Hi all and thanks for welcoming me!!!

I have a 30 gallon bow style tank with a tree leather toadstool coral that looks like it is dying. It was doing real well but recently it has started to shrivel up and now is laying on the bottom. I pulled it out last night, got all the green hair algae off of it, yes my tank has always had a problem with green hair algae but that is another problem with this tank) and put it in a small 2 gallon tank to see if I can nurse it back to health. I do not know what happened or what to do at this point to try to save it. It seems that for some reason I cannot keep any coral in this tank. 

I do my water changes as scheduled, have my water checked at our LFS and until lately when the calcium was out of whack, corrected now, it has been fine. I run a Nova Extreme light with T5 bulbs, which were replaced 3 months ago, and only feed the yellow wrasse and 2 clown fish every other day.

I was thinking about building an algae turf scrubber for this tank as my final try to keep the algae under control. 

Other than that, what would you suggest I try to nurse the coral back to health if it is not too late and eliminating the green hair algae? 

Sorry for this being so long but I am sort of new to this hobby and really do not have a clue what I am doing. 

Thanks again for the welcome again all!!!

Glenn


----------



## GetITCdot (Aug 4, 2009)

What are the levels in your tank, along with the temperature?
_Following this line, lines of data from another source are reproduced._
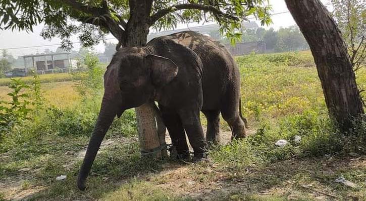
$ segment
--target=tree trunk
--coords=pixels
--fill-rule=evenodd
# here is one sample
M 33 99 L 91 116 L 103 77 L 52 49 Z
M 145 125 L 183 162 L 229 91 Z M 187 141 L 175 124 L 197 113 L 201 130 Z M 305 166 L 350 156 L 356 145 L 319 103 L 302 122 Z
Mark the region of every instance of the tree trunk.
M 123 47 L 142 47 L 146 43 L 149 27 L 146 23 L 146 15 L 149 12 L 144 12 L 148 9 L 147 1 L 142 1 L 130 5 L 131 17 L 125 30 L 125 38 L 121 40 Z M 152 101 L 136 108 L 137 119 L 138 137 L 140 148 L 141 150 L 150 150 L 156 148 L 165 143 L 165 126 L 159 113 L 156 110 L 154 103 Z M 164 134 L 163 134 L 164 133 Z M 163 138 L 164 136 L 164 139 Z M 167 156 L 166 149 L 156 153 L 157 158 Z
M 364 112 L 340 31 L 319 0 L 285 1 L 310 46 L 330 116 L 347 131 Z

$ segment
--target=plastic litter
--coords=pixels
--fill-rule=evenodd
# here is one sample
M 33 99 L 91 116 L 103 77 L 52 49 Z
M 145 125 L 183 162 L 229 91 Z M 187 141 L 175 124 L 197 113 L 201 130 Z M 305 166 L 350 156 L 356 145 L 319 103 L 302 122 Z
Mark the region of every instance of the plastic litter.
M 66 178 L 66 175 L 61 175 L 56 177 L 56 180 L 59 181 L 60 180 L 64 180 Z
M 282 139 L 279 140 L 275 144 L 280 147 L 283 147 L 285 146 L 287 144 L 288 144 L 288 142 L 287 140 Z

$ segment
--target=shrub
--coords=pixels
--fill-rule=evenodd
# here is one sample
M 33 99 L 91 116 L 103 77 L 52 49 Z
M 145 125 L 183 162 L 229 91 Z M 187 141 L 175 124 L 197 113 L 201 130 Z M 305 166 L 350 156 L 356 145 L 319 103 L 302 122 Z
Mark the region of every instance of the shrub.
M 24 89 L 29 86 L 20 79 L 12 79 L 9 88 L 13 91 L 8 94 L 11 96 L 10 102 L 1 102 L 0 104 L 0 141 L 4 134 L 9 134 L 17 126 L 27 119 L 31 110 L 27 99 L 28 94 Z
M 62 136 L 89 136 L 93 131 L 97 115 L 74 110 L 48 109 L 50 129 Z

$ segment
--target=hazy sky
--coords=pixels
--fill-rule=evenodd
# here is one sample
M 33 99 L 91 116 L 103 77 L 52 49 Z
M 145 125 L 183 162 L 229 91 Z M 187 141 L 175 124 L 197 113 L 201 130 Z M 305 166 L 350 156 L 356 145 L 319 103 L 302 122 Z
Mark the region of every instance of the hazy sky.
M 322 0 L 324 4 L 329 4 L 329 0 Z M 270 4 L 272 5 L 273 11 L 272 13 L 276 14 L 288 11 L 284 0 L 270 0 Z M 330 6 L 328 7 L 330 8 Z M 265 26 L 264 28 L 268 29 L 269 27 L 273 27 L 278 29 L 280 27 L 287 27 L 295 24 L 292 19 L 291 14 L 289 13 L 280 15 L 274 15 L 272 16 L 273 24 L 270 27 Z M 252 21 L 254 20 L 251 20 Z M 257 23 L 260 25 L 259 22 Z M 190 27 L 195 26 L 201 25 L 200 24 L 193 23 L 189 25 Z M 178 29 L 186 28 L 187 25 L 185 24 L 180 24 Z M 40 46 L 45 45 L 59 44 L 61 40 L 58 38 L 54 38 L 49 41 L 44 40 L 39 34 L 42 31 L 43 25 L 39 25 L 33 29 L 34 32 L 27 33 L 25 31 L 18 32 L 14 31 L 12 32 L 10 30 L 0 31 L 0 49 L 7 49 L 15 47 L 29 47 L 33 46 Z M 107 37 L 107 38 L 113 38 L 113 36 L 110 35 Z M 78 42 L 78 39 L 75 36 L 72 38 L 73 42 Z M 117 40 L 109 40 L 108 42 L 113 42 L 117 43 Z M 22 56 L 25 54 L 34 54 L 37 52 L 42 53 L 45 49 L 49 49 L 55 51 L 59 45 L 54 45 L 48 47 L 42 47 L 32 48 L 18 49 L 8 50 L 8 52 L 11 53 L 15 57 L 19 56 Z M 98 52 L 104 51 L 104 45 L 102 42 L 96 46 L 95 50 Z M 78 44 L 74 44 L 74 49 L 78 50 L 80 48 Z

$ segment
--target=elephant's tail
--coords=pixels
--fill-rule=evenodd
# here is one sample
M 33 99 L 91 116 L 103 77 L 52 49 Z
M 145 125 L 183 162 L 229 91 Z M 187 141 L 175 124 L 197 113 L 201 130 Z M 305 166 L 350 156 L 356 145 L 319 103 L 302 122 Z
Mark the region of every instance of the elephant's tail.
M 248 122 L 246 120 L 246 119 L 243 117 L 243 115 L 241 113 L 241 97 L 240 97 L 239 98 L 239 115 L 240 116 L 240 118 L 241 118 L 242 120 L 244 122 L 244 124 L 245 125 L 246 128 L 248 128 L 249 127 L 248 126 Z

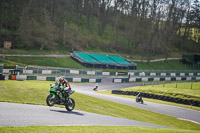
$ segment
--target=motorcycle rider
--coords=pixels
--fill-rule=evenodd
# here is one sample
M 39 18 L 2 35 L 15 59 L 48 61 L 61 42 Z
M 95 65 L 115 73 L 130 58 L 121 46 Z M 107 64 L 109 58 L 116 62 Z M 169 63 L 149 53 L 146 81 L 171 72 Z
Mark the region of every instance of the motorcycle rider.
M 65 77 L 59 77 L 59 87 L 60 90 L 62 92 L 62 94 L 64 94 L 63 96 L 63 100 L 62 102 L 64 102 L 66 99 L 66 95 L 71 95 L 72 91 L 71 91 L 71 86 L 69 84 L 69 82 L 65 79 Z

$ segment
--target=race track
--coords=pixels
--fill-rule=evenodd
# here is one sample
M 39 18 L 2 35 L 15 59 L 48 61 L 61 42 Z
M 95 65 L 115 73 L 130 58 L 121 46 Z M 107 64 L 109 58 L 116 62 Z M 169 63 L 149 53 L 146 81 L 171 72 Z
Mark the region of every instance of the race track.
M 121 88 L 127 88 L 132 86 L 139 86 L 141 83 L 100 83 L 98 90 L 118 90 Z M 169 116 L 186 119 L 188 121 L 197 122 L 200 124 L 200 111 L 186 109 L 177 106 L 165 105 L 165 104 L 158 104 L 144 101 L 144 104 L 138 104 L 135 102 L 135 99 L 131 98 L 123 98 L 119 96 L 111 96 L 105 94 L 98 94 L 92 89 L 94 88 L 95 84 L 72 84 L 72 87 L 77 90 L 78 93 L 117 102 L 120 104 L 137 107 L 161 114 L 166 114 Z
M 101 90 L 117 90 L 121 88 L 139 86 L 140 83 L 110 83 L 110 79 L 99 83 L 98 91 Z M 109 82 L 106 82 L 109 81 Z M 151 103 L 144 101 L 144 104 L 138 104 L 134 99 L 98 94 L 93 91 L 96 84 L 93 83 L 78 83 L 71 84 L 72 89 L 76 92 L 117 102 L 120 104 L 137 107 L 169 116 L 187 119 L 196 123 L 200 123 L 200 111 L 191 109 Z M 75 99 L 76 100 L 76 99 Z M 17 104 L 0 102 L 0 126 L 61 126 L 61 125 L 105 125 L 105 126 L 142 126 L 142 127 L 161 127 L 144 122 L 116 118 L 111 116 L 88 113 L 84 111 L 74 110 L 67 112 L 65 108 L 48 107 L 41 105 Z
M 69 125 L 106 125 L 159 127 L 134 120 L 99 115 L 83 111 L 68 112 L 65 108 L 0 102 L 0 127 L 7 126 L 69 126 Z

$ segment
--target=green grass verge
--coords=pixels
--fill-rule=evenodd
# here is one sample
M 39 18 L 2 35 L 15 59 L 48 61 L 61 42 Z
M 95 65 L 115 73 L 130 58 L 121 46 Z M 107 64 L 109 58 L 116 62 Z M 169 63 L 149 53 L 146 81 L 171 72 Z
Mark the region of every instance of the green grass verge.
M 100 91 L 98 93 L 106 94 L 106 95 L 119 96 L 119 97 L 124 97 L 124 98 L 131 98 L 131 99 L 134 99 L 134 100 L 136 99 L 136 96 L 112 94 L 112 91 Z M 173 105 L 173 106 L 178 106 L 178 107 L 183 107 L 183 108 L 188 108 L 188 109 L 193 109 L 193 110 L 200 111 L 200 107 L 196 107 L 196 106 L 178 104 L 178 103 L 167 102 L 167 101 L 156 100 L 156 99 L 149 99 L 149 98 L 142 98 L 142 99 L 144 100 L 144 102 L 147 101 L 147 102 L 153 102 L 153 103 Z
M 46 105 L 50 81 L 1 81 L 0 101 Z M 75 89 L 75 88 L 73 88 Z M 76 110 L 137 120 L 178 129 L 200 130 L 200 126 L 175 117 L 75 93 Z M 61 106 L 63 107 L 63 106 Z M 131 113 L 130 113 L 131 112 Z
M 197 133 L 194 130 L 134 126 L 27 126 L 0 127 L 1 133 Z
M 200 82 L 135 86 L 122 90 L 138 91 L 200 101 Z

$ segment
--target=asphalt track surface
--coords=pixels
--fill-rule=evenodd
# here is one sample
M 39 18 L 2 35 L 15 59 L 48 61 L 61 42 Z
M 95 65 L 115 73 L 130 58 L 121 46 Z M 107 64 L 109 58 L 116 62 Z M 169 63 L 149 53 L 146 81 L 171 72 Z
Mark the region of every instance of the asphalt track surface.
M 18 103 L 0 102 L 0 126 L 142 126 L 159 127 L 164 126 L 138 122 L 123 118 L 111 117 L 88 113 L 84 111 L 68 112 L 65 108 L 48 107 L 41 105 L 29 105 Z
M 103 83 L 98 84 L 98 91 L 118 90 L 121 88 L 141 85 L 141 83 L 111 83 L 110 80 L 111 79 L 109 78 L 103 79 Z M 85 95 L 200 123 L 200 111 L 158 103 L 151 103 L 146 101 L 144 101 L 144 104 L 138 104 L 135 102 L 134 99 L 98 94 L 95 91 L 93 91 L 95 85 L 96 84 L 92 83 L 80 83 L 71 84 L 71 87 L 72 89 L 76 90 L 76 92 Z M 0 126 L 106 125 L 165 128 L 159 125 L 153 125 L 134 120 L 127 120 L 123 118 L 116 118 L 77 110 L 67 112 L 65 108 L 58 107 L 16 104 L 6 102 L 0 102 L 0 107 Z

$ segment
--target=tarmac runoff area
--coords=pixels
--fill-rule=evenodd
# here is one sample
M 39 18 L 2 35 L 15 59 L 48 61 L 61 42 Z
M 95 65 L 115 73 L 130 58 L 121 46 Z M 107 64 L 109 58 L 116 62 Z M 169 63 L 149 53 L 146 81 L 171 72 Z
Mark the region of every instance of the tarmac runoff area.
M 0 102 L 0 127 L 8 126 L 164 126 L 65 108 Z

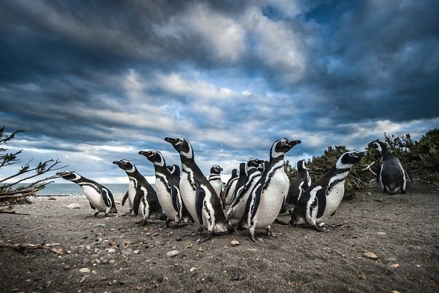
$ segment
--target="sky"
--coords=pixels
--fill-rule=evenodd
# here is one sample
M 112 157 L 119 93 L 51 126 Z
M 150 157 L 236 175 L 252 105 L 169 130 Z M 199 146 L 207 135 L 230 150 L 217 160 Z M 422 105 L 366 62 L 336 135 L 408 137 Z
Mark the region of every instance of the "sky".
M 3 1 L 0 122 L 24 163 L 59 159 L 100 183 L 147 178 L 139 150 L 205 175 L 272 143 L 285 159 L 439 127 L 439 3 L 388 1 Z M 0 170 L 4 178 L 16 169 Z M 154 183 L 154 179 L 153 182 Z M 57 182 L 66 183 L 61 179 Z

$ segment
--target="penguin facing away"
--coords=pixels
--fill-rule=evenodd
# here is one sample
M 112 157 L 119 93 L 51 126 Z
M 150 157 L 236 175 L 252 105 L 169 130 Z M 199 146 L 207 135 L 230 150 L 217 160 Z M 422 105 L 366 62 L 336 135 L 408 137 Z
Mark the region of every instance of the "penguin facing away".
M 207 236 L 204 239 L 198 239 L 198 242 L 208 240 L 212 234 L 232 233 L 235 229 L 225 219 L 215 190 L 196 164 L 189 141 L 169 137 L 165 138 L 165 141 L 172 145 L 180 155 L 182 171 L 180 192 L 183 202 L 195 224 L 201 229 L 207 229 Z
M 241 219 L 246 209 L 247 199 L 251 191 L 262 176 L 260 168 L 264 161 L 251 158 L 247 162 L 247 178 L 242 188 L 237 191 L 236 196 L 227 212 L 228 219 Z
M 228 180 L 224 187 L 224 196 L 225 197 L 225 204 L 230 205 L 233 199 L 233 190 L 238 182 L 238 170 L 234 169 L 232 170 L 232 176 Z
M 297 204 L 301 194 L 306 190 L 311 185 L 311 178 L 309 176 L 308 168 L 306 168 L 305 160 L 301 159 L 297 162 L 297 177 L 290 185 L 288 194 L 285 201 L 285 204 L 280 213 L 291 212 Z
M 394 194 L 399 191 L 405 193 L 406 176 L 413 182 L 399 159 L 387 149 L 382 141 L 373 143 L 373 145 L 381 154 L 380 171 L 377 174 L 377 183 L 381 185 L 383 192 Z
M 105 186 L 75 172 L 58 172 L 57 175 L 82 187 L 84 194 L 90 203 L 90 207 L 96 210 L 94 213 L 95 217 L 99 213 L 105 213 L 105 216 L 109 213 L 117 213 L 113 194 Z
M 147 220 L 151 214 L 161 216 L 163 210 L 156 191 L 137 171 L 134 164 L 126 159 L 114 161 L 113 164 L 125 171 L 130 180 L 128 189 L 128 202 L 133 205 L 134 214 L 143 217 L 141 225 L 147 224 Z
M 178 169 L 178 173 L 171 174 L 170 169 L 166 166 L 165 158 L 158 150 L 140 151 L 139 155 L 146 157 L 154 165 L 157 198 L 163 213 L 168 217 L 166 227 L 169 227 L 169 223 L 172 220 L 174 221 L 174 227 L 177 227 L 181 220 L 185 223 L 193 222 L 193 219 L 181 199 L 179 183 L 176 180 L 176 176 L 179 175 L 179 169 Z M 175 166 L 173 165 L 171 167 L 172 167 L 171 169 L 175 172 L 177 170 Z
M 258 228 L 265 228 L 268 235 L 277 236 L 271 231 L 271 224 L 279 213 L 290 187 L 283 169 L 283 157 L 299 143 L 300 141 L 282 138 L 275 141 L 270 148 L 269 164 L 248 198 L 249 210 L 244 227 L 248 228 L 253 241 L 255 241 L 255 229 Z
M 212 185 L 215 192 L 223 203 L 223 209 L 225 208 L 225 196 L 223 192 L 223 181 L 221 180 L 221 171 L 223 168 L 218 165 L 214 165 L 210 169 L 210 175 L 209 176 L 209 183 Z
M 335 214 L 343 199 L 345 181 L 350 168 L 366 154 L 351 151 L 340 156 L 334 167 L 301 195 L 291 212 L 290 224 L 308 224 L 316 231 L 324 231 L 323 221 Z

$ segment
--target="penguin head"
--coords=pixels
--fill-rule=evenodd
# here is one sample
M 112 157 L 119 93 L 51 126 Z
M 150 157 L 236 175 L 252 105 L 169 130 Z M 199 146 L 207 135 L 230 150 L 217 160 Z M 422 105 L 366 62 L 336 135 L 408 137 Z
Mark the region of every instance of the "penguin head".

I had a very beautiful show toadstool that died due to a temp spike


----------



## trouble93 (Nov 8, 2008)

What does your LFS check for? Hair algae is a sign of phosphate and nitrate problems. I would suggest looking into those factors first. Toadstools sometime will be the first coral that show you have a under lying problem. Like GetITCdot said his was doing fine until his temp went sideways on him. A turf scrubber is a good idea(old school but works) I run one. What is your water source? What is your tank temp? What is your light cycle? And where was it placed in the tank? This is some of the info we will need to get a back ground and a bigger picture.


----------